Bak bu aşk, sevgilim, senin kalbindeki ne peki? Öfke mi? Kin mi, ne? Nefret mi?
Her sabah farklı yataklarda, aynı sabaha uyanıyoruz. Farklı pencereleri açıyor, aynı havayı soluyoruz. Gökyüzünü bu kadar çok sevmemin nedeni, içinde senin verdiğin nefesin bulunması sanırım. Belki o nefesi ben çekeceğim içime, kim bilir.
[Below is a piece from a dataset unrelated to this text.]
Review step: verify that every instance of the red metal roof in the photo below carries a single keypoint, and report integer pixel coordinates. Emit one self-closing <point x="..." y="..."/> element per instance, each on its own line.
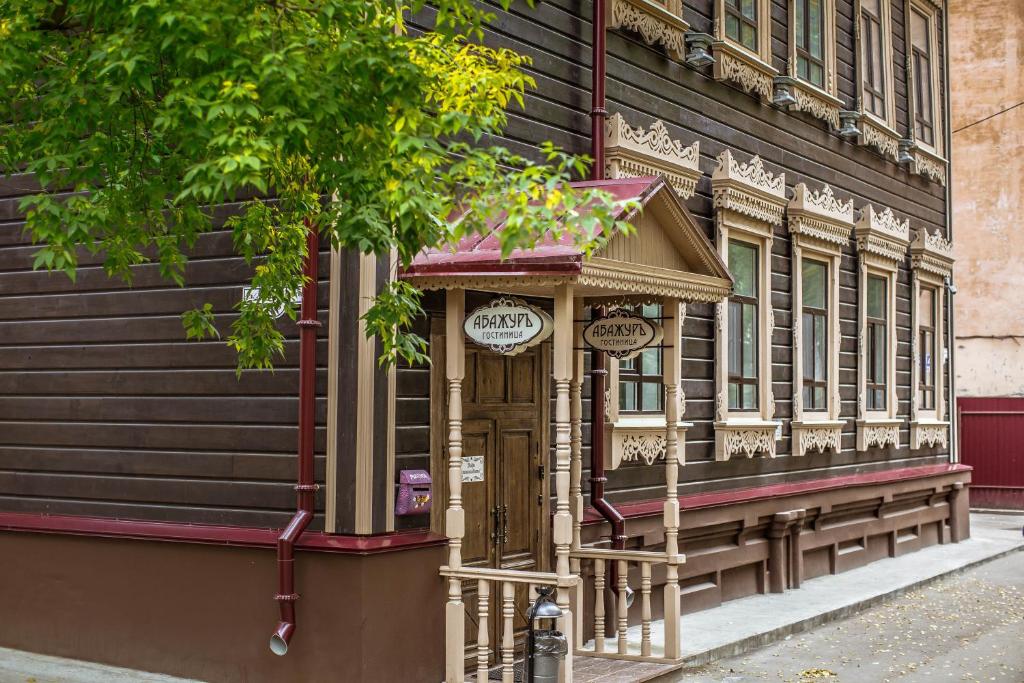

Hiç geçmiyorsun aklımdan. Bazen oturuyorum böyle, oturuyorum ama saatlerce, bakıyorum güneş doğuyor. Güneş doğuyor, sevgilim. Gözlerim yanıyor. Nasıl ağrıyor bi' bilsen. Görmeyeceğimi bilsem seni, uyumak gibi. Ölüm gibi. Çok gülümsüyorsun sen bana, seviyormuş gibi.
Ama hak etmiyorum. Hatta gitmek oluyor bazen, çok oluyor, gidemiyorum ama, gitmem gerekiyor.
Bildiğin tek şey bu, değil mi? Gitmek.
Anlamıyorsun ki. Dayanılabilir değil, diyorum. Dayanılabilir gibi değil.